In my previous post, I briefly mentioned the possibility of a DID diagnosis.  For me, it was hard to swallow.  That whole experience was hard to swallow.  I was dissociating so badly, it was out of control.  I could have been hospitalized again.  The other therapist brought up the possibility of putting me in IOP and my heart sank.  For me, I see that as a failure.  I am in no way saying those that go to IOP are failures, I am saying for me personally, it is a failure.  I want to be as normal as possible.  I want to be able to go to work every day.  I want to function.  I feel like IOP takes that away from me.

At the same time I understood where she was coming from.  I can’t put them in a position where I am a danger and it comes back on them.  They are only equipped to do so much.  I told them I didn’t want to do IOP.  I’ll do whatever it takes not to do IOP.  But to do that, I need to accept that I have a dissociative disorder and focus my treatment on that, instead of trying to cover up my symptoms and having it blow up in my face like it did in therapy on Thursday.

I think hearing those words hurt more because I knew deep down that I had a problem with dissociation.  I was familiar with DID from my courses in psychology and through meeting people with DID through trauma support groups.  I always felt that so many of the symptoms rang true for me.  But I didn’t want them to.  No one wants DID.  No one wants a lifetime of therapy, a lifetime of misunderstanding from others (although I sort of have that already).  There’s no cure.  DID won’t go away with a pill.  A lot of therapists won’t even acknowledge its existence and therefore won’t treat it.  It’s a complicated diagnosis.  It’s a complicated disorder.  I don’t need any more complications.  Why can’t life be simple?

Maybe I am just overwhelmed right now.  I’ve always wanted answers, and now that I have them, I am pushing them away because they are not the answers I want.  Why is it that now that I have escaped the horrible abuses my mother had been committing against me for so so long, that I am still being affected?  Why couldn’t everything just become normal once I left?  Why do I still have to suffer? She should be the one in the hospital (or better yet, in prison).  She should be the one in therapy trying to figure out why she does the fucked up shit she does.  She should be hurting.

Instead she’s living her life day in and day out like it’s nothing, like everything is okay.   Yet here I am, physically and emotionally in pain.  Here I am paying for therapy instead of groceries because my mind is going to kill me before hunger does.  And here I am struggling day in and day out trying to keep it together, not only for myself, but for those out there (my friends, my readers, my therapists) who are pulling for me.  This shit is backwards.

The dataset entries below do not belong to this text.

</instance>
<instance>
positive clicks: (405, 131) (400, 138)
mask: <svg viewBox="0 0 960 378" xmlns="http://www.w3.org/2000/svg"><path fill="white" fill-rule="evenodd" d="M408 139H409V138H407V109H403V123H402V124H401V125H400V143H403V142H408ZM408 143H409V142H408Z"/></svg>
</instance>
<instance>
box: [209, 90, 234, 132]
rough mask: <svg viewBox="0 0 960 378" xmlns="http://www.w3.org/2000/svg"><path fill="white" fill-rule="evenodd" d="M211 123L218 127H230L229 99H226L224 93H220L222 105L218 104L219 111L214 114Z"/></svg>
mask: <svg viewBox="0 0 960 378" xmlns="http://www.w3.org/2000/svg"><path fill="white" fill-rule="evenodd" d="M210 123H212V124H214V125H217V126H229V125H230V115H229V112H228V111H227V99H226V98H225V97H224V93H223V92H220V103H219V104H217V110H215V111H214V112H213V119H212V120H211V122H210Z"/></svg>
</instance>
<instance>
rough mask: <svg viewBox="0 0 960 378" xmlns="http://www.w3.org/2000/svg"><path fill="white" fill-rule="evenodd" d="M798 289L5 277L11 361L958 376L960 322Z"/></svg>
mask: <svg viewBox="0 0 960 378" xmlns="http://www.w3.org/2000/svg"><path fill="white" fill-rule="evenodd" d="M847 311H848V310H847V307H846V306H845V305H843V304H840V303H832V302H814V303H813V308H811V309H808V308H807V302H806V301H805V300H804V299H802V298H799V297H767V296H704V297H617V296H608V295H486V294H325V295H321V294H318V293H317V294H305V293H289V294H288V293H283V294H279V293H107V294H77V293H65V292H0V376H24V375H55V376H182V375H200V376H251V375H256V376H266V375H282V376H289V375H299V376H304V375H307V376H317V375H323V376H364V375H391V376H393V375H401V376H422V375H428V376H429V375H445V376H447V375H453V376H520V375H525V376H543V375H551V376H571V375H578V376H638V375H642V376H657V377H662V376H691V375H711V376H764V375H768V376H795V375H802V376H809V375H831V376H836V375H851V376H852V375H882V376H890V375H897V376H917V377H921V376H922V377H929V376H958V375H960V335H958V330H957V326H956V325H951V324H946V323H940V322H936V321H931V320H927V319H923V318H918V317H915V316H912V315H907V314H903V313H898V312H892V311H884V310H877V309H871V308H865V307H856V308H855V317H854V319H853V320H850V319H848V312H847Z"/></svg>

There is a part of me that is strong, that knows I can overcome anything and do great things.  Unfortunately, a lot of times, that part goes into hiding and I am left with my fearful, anxious self.  The self that doesn’t want to get out of bed.  The self that is so scared just to take a shower.  The self that fears mother is coming to hurt me.  I almost enjoy when I’m not myself because it gives me a break from living in fear for a while.  Or maybe it’s not even myself.  Maybe it’s another part of me entirely.  How do I even know?

Maybe I understand myself a little more than I like to acknowledge.